Certes, le système juridique pourvoit à des procédures disciplinaires, qui à l’encontre du juge de cassation, sont portées devant la Cour supérieure de justice. L’article 237 du Code pénal exige en outre la plus stricte observation de la loi en prévoyant des pénalités à l’encontre de tout juge qui résisterait à l’exécution de la loi. De telles sanctions doivent cependant être prononcées par des magistrats faisant partie du même corps et de la même institution que ceux qui ont statués le 12 janvier 2012.
L’affaire Görgülü qui a défrayé les chroniques judiciaires en Allemagne de 2000 à 2008 et qui a opposé la Cour constitutionnelle fédérale aux juges du Oberlandesgericht Naumburg à propos d’un litige relatif aux droits d’un père vis-à-vis de son enfant naturel, a d’ailleurs montré à quel point il est difficile de faire sanctionner un manquement par un juge aux devoirs de sa charge. Les poursuites de ces faits que le § 339 du Code pénal allemand (StGB) qualifie de « Rechts[-]beugung » (terme que le dictionnaire traduit par « prévarication ») ont en effet été classées en raison de la résistance de la juridiction même dont étaient issus les juges accusés.
Reste encore la possibilité d’introduire un recours en responsabilité de l’État luxembourgeois pour un dommage, tout au moins moral, résultant d’un dysfonctionnement de la justice. Ce recours relèverait également des juridictions judiciaires et il est fort à parier que les juges du fond ayant à se prononcer sur une potentielle responsabilité seraient plus que réticents à reconnaître les conditions remplies. Seul un recours contre l’État luxembourgeois devant la Cour européenne des droits de l’homme semble offrir quelques chances de succès. Il est possible de le fonder tant sur la violation des articles 6 (procès équitable) et 14 (non discrimination) combinés, que sur une violation de l’article 1er du protocole 12, qui édicte une interdiction générale de discrimination dans la jouissance de tout droit prévu par la loi.

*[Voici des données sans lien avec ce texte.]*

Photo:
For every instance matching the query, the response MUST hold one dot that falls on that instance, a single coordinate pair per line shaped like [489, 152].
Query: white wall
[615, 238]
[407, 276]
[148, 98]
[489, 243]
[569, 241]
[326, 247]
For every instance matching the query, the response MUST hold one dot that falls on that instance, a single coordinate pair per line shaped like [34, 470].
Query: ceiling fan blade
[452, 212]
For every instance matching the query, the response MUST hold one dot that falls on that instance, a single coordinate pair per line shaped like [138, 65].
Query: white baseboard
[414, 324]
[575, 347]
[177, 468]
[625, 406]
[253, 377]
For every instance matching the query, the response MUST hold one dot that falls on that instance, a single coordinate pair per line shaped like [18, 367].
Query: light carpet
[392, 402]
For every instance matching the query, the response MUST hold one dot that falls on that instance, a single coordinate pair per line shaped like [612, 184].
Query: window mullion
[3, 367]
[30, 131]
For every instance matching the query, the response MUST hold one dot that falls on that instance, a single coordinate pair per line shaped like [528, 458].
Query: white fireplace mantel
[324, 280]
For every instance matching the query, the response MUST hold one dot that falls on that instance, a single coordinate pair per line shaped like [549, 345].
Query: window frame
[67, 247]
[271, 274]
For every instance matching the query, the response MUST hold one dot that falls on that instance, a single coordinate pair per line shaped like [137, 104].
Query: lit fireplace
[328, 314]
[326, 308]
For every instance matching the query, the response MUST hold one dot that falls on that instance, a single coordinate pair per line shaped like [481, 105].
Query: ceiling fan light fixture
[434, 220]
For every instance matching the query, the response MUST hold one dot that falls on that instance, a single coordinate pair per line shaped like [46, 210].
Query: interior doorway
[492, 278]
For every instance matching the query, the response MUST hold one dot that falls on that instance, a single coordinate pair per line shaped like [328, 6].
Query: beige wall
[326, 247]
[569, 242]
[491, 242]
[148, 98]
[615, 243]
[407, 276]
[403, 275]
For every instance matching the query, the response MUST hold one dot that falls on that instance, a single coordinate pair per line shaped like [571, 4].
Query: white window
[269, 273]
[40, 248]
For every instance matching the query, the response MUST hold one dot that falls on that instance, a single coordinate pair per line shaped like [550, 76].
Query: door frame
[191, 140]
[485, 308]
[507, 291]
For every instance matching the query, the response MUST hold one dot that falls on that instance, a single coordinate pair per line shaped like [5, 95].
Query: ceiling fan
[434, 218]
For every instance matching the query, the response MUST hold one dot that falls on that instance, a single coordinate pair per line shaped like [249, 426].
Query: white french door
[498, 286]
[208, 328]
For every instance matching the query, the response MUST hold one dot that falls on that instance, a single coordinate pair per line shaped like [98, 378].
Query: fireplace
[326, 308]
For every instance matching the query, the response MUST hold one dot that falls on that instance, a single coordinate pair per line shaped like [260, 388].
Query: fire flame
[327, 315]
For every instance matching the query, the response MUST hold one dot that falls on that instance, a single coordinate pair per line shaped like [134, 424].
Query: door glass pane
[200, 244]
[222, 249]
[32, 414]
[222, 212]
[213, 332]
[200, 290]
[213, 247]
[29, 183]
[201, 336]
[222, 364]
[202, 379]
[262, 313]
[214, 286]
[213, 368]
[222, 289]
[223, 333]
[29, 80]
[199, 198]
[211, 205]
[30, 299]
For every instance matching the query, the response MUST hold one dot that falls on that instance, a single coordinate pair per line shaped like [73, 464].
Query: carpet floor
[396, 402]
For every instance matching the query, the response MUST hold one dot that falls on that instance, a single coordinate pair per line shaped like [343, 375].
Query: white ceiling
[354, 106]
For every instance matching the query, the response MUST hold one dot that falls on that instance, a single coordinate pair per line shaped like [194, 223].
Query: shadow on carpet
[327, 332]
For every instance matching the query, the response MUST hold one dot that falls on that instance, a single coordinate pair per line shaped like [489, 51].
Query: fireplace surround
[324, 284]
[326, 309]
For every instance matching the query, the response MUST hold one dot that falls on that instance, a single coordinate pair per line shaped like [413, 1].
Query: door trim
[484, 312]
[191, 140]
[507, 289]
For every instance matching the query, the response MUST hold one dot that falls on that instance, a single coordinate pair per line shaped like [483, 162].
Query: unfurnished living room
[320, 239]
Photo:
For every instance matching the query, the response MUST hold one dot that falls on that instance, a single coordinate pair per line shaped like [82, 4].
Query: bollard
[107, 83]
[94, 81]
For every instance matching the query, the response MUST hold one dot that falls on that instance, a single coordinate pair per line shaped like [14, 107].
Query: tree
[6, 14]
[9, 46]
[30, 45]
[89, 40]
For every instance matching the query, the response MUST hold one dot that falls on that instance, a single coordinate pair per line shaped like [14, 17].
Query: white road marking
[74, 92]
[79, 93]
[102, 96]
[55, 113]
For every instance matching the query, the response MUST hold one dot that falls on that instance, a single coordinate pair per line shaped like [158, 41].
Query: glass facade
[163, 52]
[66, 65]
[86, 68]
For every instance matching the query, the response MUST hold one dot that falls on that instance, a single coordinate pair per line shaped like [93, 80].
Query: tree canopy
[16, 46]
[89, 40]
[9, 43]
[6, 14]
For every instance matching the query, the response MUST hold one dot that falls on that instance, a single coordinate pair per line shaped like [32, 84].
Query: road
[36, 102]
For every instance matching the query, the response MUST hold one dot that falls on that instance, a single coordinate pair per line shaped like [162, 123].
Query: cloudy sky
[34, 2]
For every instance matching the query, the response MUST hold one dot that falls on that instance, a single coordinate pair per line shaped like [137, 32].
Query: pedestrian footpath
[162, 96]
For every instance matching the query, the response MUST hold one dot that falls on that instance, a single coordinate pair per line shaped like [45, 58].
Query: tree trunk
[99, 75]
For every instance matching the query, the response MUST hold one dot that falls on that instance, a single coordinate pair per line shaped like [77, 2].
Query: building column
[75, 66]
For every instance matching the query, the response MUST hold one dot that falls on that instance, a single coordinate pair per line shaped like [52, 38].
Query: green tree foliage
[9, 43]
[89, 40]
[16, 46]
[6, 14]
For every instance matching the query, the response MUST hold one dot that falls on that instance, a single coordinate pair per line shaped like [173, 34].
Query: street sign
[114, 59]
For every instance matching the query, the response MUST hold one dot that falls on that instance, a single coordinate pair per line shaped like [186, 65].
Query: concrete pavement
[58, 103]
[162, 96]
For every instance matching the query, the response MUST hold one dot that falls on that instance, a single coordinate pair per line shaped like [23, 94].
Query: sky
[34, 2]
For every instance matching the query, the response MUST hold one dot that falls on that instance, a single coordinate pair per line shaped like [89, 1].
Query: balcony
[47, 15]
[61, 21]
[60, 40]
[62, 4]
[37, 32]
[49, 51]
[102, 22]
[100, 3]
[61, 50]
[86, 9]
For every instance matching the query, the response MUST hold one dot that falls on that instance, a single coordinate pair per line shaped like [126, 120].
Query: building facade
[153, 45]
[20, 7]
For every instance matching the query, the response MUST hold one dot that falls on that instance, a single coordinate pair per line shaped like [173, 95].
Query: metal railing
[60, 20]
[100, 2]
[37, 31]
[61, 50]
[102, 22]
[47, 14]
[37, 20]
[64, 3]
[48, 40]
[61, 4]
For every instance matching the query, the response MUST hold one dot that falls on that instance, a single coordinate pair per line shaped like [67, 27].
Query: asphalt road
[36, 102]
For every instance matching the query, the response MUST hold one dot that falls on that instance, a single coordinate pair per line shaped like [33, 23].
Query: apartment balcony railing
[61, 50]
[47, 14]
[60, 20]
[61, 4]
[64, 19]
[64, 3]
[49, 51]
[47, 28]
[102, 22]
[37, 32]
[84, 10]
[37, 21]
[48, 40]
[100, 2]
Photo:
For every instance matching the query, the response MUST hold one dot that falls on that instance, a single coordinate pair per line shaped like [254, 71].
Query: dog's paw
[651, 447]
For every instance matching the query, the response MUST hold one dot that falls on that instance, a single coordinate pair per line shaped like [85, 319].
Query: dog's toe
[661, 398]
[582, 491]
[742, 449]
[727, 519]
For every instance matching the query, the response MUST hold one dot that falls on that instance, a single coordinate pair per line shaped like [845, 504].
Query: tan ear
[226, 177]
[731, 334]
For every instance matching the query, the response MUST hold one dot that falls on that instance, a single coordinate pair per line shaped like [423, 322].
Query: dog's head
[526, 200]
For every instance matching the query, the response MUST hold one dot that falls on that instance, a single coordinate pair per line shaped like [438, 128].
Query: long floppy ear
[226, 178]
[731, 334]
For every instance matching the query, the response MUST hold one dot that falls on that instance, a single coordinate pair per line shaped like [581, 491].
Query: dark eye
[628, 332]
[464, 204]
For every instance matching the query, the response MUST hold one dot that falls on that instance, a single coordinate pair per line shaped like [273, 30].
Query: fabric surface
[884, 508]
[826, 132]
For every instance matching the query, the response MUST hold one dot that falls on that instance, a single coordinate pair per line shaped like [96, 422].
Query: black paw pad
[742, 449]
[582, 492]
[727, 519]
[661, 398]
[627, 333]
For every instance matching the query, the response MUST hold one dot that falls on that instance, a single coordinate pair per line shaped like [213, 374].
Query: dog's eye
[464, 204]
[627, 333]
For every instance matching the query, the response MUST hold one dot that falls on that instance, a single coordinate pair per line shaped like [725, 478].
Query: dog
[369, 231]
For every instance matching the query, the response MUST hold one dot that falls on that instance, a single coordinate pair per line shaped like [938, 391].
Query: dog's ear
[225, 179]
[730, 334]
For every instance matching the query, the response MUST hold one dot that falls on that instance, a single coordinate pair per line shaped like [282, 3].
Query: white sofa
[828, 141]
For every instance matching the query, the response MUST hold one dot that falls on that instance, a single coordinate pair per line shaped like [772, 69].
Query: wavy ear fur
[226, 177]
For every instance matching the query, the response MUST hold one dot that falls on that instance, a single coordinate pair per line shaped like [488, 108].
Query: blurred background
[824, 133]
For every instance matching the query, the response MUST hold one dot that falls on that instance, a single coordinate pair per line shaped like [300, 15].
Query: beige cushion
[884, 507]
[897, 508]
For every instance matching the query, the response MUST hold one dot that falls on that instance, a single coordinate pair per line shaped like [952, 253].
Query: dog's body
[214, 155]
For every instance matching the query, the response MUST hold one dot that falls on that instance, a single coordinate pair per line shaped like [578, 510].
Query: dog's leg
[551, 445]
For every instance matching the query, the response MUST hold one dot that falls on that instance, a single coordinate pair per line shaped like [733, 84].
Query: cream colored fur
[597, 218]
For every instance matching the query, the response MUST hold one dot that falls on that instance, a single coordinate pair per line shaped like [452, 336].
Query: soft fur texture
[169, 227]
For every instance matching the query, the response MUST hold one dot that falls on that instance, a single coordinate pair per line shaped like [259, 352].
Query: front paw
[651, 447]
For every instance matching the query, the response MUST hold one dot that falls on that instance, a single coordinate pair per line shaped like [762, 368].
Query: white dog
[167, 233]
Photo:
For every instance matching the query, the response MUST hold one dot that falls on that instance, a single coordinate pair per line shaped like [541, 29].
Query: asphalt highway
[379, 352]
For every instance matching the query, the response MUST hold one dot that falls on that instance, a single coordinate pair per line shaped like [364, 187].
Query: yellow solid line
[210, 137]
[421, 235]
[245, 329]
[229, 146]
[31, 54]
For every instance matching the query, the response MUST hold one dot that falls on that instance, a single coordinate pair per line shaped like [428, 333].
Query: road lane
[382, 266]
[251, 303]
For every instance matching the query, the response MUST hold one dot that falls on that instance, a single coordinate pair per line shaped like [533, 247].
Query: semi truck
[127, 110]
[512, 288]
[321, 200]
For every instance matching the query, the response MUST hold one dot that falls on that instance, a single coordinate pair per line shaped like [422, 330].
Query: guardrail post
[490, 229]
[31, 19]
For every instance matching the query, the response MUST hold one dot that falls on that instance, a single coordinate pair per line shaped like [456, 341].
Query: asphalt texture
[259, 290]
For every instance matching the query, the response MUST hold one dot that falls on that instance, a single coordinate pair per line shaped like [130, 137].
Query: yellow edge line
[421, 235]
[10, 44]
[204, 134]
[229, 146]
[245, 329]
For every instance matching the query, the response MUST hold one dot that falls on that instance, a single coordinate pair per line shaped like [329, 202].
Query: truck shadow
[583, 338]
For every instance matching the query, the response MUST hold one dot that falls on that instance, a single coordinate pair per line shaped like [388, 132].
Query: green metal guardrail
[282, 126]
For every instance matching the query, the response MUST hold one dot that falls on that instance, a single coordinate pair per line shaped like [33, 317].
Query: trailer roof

Au-delà, il convient de s’en remettre à la sagesse du législateur, ordinaire ou constituant, afin qu’il apporte un remède structurel. Dans le cadre de la procédure de refonte de la Constitution, actuellement en cours, le Constituant pourra faire en sorte qu’une disposition légale, déclarée contraire à la Constitution par la Cour constitutionnelle, perde automatiquement sa validité à l’issue d’un certain délai pendant lequel le législateur est appelé à la modifier ou à l’abroger.
Une autre solution, actuellement envisagée par le ministre de la Justice, consisterait à faire disparaître la Cour constitutionnelle et à conférer la compétence du contrôle de la constitutionnalité des lois aux juges ordinaires, coiffés par une Cour suprême. C’est peut-être sur fond de ce projet que la Cour de cassation s’est crue autorisée à « devancer » quelque peu l’avancement réel des choses…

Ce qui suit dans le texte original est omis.